Schubach W H, Horvath G, Spoth B, Hearing J C
Department of Medicine, State University of New York, Stony Brook 11790-8174.
Virology. 1991 Nov;185(1):428-31. doi: 10.1016/0042-6822(91)90792-a.
The open reading frame encoding the Epstein-Barr virus nuclear antigen 2 (EBNA-2) has been expressed in a recombinant baculovirus vector. The resulting product migrates with the same apparent molecular weight as EBNA-2 from latently infected or converted B cell lines. Rabbit antisera derived from the innoculation of this material immunoprecipitated EBNA-2 from cell extracts of EBV-containing cells. The high level of protein expression obtained in insect cells stands in sharp contrast to that seen in a number of mammalian cell lines using a variety of promoters including the endogenous EBNA-2 promoter, the Moloney MuLV LTR, the murine immunoglobulin heavy chain promoter, the human cytomegalovirus immediate early promoter, and the adenovirus major late promoter.

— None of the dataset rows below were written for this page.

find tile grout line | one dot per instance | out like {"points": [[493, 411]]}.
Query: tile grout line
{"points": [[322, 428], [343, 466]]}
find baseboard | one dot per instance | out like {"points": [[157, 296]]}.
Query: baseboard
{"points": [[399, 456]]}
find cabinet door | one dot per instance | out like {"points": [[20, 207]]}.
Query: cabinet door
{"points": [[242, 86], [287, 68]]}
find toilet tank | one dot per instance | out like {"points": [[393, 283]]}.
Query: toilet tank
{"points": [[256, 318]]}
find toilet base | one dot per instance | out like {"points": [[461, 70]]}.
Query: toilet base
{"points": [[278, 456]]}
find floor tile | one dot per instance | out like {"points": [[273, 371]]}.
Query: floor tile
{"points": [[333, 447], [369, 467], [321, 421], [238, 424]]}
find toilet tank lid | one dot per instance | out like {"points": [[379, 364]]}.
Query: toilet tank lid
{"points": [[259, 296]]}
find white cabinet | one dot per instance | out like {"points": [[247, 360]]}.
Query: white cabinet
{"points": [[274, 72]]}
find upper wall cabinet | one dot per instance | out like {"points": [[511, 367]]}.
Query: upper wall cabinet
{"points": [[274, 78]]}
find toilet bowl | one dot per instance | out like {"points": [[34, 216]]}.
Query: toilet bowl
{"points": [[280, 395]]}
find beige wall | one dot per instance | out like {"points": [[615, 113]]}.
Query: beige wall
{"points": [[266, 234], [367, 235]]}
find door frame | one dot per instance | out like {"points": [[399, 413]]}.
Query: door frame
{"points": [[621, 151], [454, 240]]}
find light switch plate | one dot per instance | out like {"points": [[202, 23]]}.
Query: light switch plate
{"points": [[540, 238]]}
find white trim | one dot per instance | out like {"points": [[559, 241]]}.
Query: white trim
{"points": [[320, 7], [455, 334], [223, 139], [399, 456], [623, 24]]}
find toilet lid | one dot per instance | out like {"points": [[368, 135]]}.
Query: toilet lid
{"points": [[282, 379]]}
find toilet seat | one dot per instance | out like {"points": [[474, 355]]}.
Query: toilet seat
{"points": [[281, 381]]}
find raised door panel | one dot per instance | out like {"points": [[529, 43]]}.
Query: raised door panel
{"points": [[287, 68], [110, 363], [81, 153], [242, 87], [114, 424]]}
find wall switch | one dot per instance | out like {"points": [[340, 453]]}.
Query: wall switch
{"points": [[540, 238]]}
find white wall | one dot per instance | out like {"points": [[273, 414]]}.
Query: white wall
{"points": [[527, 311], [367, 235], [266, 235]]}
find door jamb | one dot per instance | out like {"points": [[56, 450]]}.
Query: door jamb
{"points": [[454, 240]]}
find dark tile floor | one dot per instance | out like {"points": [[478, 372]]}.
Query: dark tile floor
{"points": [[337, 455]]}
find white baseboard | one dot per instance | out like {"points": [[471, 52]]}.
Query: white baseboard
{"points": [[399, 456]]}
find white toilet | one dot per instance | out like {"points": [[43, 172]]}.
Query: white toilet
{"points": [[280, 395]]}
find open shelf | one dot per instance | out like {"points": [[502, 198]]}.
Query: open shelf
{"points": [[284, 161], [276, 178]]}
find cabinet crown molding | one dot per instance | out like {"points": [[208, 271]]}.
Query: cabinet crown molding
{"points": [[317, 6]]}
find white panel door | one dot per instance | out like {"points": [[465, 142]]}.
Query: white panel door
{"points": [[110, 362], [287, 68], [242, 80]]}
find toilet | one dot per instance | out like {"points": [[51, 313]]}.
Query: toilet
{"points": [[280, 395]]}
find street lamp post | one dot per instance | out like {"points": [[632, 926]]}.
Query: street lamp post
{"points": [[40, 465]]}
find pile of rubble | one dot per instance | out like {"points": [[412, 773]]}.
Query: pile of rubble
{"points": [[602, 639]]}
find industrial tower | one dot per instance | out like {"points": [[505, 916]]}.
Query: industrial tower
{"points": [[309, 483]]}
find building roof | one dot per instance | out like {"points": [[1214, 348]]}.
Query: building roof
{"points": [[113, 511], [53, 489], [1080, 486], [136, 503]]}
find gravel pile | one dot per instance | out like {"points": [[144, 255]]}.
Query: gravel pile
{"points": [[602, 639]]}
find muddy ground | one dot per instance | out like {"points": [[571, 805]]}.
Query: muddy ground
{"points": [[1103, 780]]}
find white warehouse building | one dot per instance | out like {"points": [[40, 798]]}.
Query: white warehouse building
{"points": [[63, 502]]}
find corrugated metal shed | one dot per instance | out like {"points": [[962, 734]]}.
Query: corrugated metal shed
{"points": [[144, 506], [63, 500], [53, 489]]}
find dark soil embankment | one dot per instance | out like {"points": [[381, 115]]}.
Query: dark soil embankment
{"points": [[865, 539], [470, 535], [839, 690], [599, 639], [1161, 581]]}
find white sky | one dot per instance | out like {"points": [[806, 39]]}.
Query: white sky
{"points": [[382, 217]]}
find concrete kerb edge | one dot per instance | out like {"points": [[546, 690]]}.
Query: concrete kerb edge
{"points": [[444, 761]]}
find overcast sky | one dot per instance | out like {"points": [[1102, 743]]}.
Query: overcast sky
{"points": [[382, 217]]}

编码爱泼斯坦-巴尔病毒核抗原2(EBNA-2)的开放阅读框已在重组杆状病毒载体中表达。所得产物的迁移表观分子量与来自潜伏感染或转化的B细胞系的EBNA-2相同。用这种材料免疫接种产生的兔抗血清可从含EBV细胞的细胞提取物中免疫沉淀EBNA-2。在昆虫细胞中获得的高水平蛋白质表达与在多种哺乳动物细胞系中使用多种启动子(包括内源性EBNA-2启动子、莫洛尼鼠白血病病毒长末端重复序列、鼠免疫球蛋白重链启动子、人巨细胞病毒立即早期启动子和腺病毒主要晚期启动子)所观察到的情况形成鲜明对比。